Saudi Arabia will allow around 1,000 pilgrims living in the kingdom to carry out the hajj this year, a minister said on Tuesday after announcing that the corona virus ritual would slow down the ritual.
"The number of pilgrims will be 1,000, maybe less, maybe a little more," Hajj Minister Mohammad Benten told reporters.
"The number will not be in tens of thousands or hundreds of thousands," he added this year.
The pilgrimage planned for late July will be limited to people under 65 without chronic diseases, said Health Minister Tawfiq al-Rabiah.

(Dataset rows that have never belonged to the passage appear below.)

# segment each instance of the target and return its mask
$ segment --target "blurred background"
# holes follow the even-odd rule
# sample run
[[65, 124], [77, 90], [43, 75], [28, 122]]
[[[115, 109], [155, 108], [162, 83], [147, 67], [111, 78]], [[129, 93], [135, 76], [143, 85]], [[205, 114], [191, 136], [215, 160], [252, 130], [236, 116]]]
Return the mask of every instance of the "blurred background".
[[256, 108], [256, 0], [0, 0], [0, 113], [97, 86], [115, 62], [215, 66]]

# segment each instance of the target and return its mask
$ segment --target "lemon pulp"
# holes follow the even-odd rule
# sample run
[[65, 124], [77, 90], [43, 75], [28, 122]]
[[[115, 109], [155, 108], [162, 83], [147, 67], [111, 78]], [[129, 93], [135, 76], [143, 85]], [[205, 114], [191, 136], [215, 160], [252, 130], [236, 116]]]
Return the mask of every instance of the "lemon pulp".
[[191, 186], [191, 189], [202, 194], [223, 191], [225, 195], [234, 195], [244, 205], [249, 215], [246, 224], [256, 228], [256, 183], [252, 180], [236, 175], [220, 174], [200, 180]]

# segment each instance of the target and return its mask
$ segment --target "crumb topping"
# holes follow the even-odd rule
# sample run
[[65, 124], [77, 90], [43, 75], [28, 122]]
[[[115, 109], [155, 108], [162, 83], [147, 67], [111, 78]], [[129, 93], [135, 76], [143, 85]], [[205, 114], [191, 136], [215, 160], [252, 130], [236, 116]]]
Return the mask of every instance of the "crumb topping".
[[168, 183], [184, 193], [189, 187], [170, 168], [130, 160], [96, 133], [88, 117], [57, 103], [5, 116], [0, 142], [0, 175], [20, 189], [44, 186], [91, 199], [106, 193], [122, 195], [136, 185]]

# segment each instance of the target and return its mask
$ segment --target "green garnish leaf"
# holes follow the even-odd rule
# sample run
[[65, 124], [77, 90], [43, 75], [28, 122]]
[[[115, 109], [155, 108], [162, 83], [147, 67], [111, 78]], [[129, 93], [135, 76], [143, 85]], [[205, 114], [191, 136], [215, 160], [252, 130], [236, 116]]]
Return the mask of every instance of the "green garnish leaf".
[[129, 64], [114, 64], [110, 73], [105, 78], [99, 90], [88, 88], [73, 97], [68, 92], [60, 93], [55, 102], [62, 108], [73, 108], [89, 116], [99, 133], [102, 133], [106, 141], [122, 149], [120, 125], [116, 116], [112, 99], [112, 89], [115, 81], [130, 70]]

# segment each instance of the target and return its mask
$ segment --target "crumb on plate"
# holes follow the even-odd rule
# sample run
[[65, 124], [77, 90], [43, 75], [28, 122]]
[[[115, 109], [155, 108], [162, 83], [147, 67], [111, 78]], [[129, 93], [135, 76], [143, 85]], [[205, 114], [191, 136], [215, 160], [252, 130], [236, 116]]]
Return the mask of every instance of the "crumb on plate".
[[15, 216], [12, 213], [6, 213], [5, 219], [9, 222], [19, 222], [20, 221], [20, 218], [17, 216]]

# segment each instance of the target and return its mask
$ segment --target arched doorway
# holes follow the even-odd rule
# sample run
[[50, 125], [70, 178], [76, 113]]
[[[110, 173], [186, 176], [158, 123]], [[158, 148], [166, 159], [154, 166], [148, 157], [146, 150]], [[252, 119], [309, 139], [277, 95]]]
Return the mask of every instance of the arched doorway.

The pilgrims are tested for coronavirus before arriving in the holy city of Mecca and must be quarantined at home after the ritual, Rabiah added.
Saudi Arabia announced on Monday that it would hold a "very limited" Hajj this year to stem the largest outbreak of corona viruses in the Gulf.
The ritual was said to be open to people of different nationalities who are already in the kingdom.
The decision is the first time in Saudi Arabia's modern history that Muslims outside the kingdom have been excluded from carrying out the Hajj, in which 2.5 million pilgrims participated last year.
Benten did not specify how pilgrims should be selected.
But he said the government would work with various diplomatic missions in the kingdom to select foreign pilgrims residing in Saudi Arabia that meet the health criteria.
The Hajj – a must for Muslims with disabilities at least once in their lives – usually packs millions of pilgrims into overcrowded religious sites and could be a major source of infection.
The decision is made when Saudi Arabia struggles with a sharp rise in infections, which have now risen to more than 161,000 cases – the highest in the Gulf – with more than 1,300 deaths.
However, the move to cut back on the five-day event is associated with political and economic dangers and is taking place after several Muslim countries have been pulled out of the ritual that is one of the most important pillars of Islam.
(Except for the headline, this story was not edited by NDTV staff and published from a syndicated feed.)